When I was a boy (back in the Dark Ages), predictions of the future were bright with the labor-saving devices that would free up our time for happy pursuits: longer vacations overseas, more time at home spent with the kids, leisure to learn about our wonderful new world.

The future is here, and it’s playing out just as predicted: more work-saving devices than had been imagined: in the home there are housework robots (dishwasher, clothes washer and drier, nuker, Rhumba; But especially in the workplace, more robotic gadgets are doing the work that humans used to: welding, inspecting, lifting, sorting, packing, displacing workers at a dizzying clip.  The computer age has brought automation to millions of jobs.  When I was young, to earn money for college I worked summers as a comptometer operator, operating that glorified adding machine, bunching in the keys by hand; today all that would be done by a compter, replacing me and fifty others in that one office.

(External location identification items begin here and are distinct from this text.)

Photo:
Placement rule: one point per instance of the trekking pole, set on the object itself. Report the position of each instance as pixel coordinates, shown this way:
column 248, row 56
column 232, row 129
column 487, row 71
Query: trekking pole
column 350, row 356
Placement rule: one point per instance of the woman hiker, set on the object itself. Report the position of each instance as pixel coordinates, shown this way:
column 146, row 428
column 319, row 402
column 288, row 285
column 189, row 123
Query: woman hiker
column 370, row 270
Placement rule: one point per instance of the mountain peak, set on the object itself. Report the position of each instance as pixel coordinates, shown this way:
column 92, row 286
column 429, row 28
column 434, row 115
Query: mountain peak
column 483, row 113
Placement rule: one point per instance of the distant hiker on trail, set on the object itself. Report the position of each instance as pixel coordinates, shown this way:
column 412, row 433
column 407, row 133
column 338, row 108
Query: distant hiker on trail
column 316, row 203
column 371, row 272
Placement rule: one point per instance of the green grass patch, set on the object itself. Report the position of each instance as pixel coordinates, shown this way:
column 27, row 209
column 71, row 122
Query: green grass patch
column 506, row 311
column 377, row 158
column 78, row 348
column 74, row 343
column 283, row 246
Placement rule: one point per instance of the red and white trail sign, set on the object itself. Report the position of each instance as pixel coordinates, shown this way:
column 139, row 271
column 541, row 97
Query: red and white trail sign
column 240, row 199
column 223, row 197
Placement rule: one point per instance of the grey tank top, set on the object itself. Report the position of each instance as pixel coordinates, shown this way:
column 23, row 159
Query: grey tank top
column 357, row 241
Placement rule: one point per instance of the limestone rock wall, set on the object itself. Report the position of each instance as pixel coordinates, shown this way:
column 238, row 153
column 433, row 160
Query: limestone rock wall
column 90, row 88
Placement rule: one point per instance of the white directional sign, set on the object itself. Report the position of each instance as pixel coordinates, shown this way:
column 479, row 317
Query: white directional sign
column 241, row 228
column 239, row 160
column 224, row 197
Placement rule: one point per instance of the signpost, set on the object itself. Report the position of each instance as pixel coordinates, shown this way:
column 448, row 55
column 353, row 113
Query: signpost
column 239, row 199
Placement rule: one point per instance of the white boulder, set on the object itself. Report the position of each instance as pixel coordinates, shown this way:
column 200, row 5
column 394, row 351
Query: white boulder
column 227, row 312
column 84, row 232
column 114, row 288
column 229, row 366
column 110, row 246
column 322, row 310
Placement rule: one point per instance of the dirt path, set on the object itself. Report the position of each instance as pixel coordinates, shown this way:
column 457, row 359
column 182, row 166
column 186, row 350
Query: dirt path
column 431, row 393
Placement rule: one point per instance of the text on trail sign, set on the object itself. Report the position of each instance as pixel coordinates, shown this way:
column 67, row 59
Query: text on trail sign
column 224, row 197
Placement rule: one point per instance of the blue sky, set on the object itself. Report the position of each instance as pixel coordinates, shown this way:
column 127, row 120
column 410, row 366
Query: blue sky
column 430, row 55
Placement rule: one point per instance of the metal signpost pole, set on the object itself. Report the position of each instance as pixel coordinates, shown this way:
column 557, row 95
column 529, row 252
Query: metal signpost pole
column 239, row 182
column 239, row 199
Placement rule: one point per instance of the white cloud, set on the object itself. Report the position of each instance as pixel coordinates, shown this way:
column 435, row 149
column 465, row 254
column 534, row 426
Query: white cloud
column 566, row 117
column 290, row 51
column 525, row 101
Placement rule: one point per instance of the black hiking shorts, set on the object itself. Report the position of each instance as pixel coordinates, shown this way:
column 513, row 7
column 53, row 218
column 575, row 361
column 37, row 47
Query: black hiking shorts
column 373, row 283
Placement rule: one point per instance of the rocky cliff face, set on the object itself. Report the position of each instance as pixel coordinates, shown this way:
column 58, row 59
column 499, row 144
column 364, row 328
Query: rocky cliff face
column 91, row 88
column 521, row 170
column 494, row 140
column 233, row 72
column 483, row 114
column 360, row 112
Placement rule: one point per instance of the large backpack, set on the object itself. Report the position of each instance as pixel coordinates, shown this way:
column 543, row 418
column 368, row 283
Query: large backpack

As more capital is invested in robots and other forms of automation, the produce of the automatons is returned to the contributors of the capital invested.  So, a small minority–the capitalists–accrue a larger and larger share of the wealth produced by the nation.  Meanwhile, the labor ‘market’ becomes disfunctional, creating no jobs, or just barely remunerative ones. Labor can no longer demand wages: it’s more efficient for the capitalist to invest in automation than in those pesky human beings, with their duty-shirking and health benefits.

The problem is, then, what to do about this inequitable distribution of the fruits of production?  Some might say that there is no inequity in this at all: things are as they should be, where capital is rewarded.  I really can’t agree with that: we’re all humans, and if the wealth of the nation is not equitably distributed among the populace, than the system of distribution is disfunctional, and needs revision.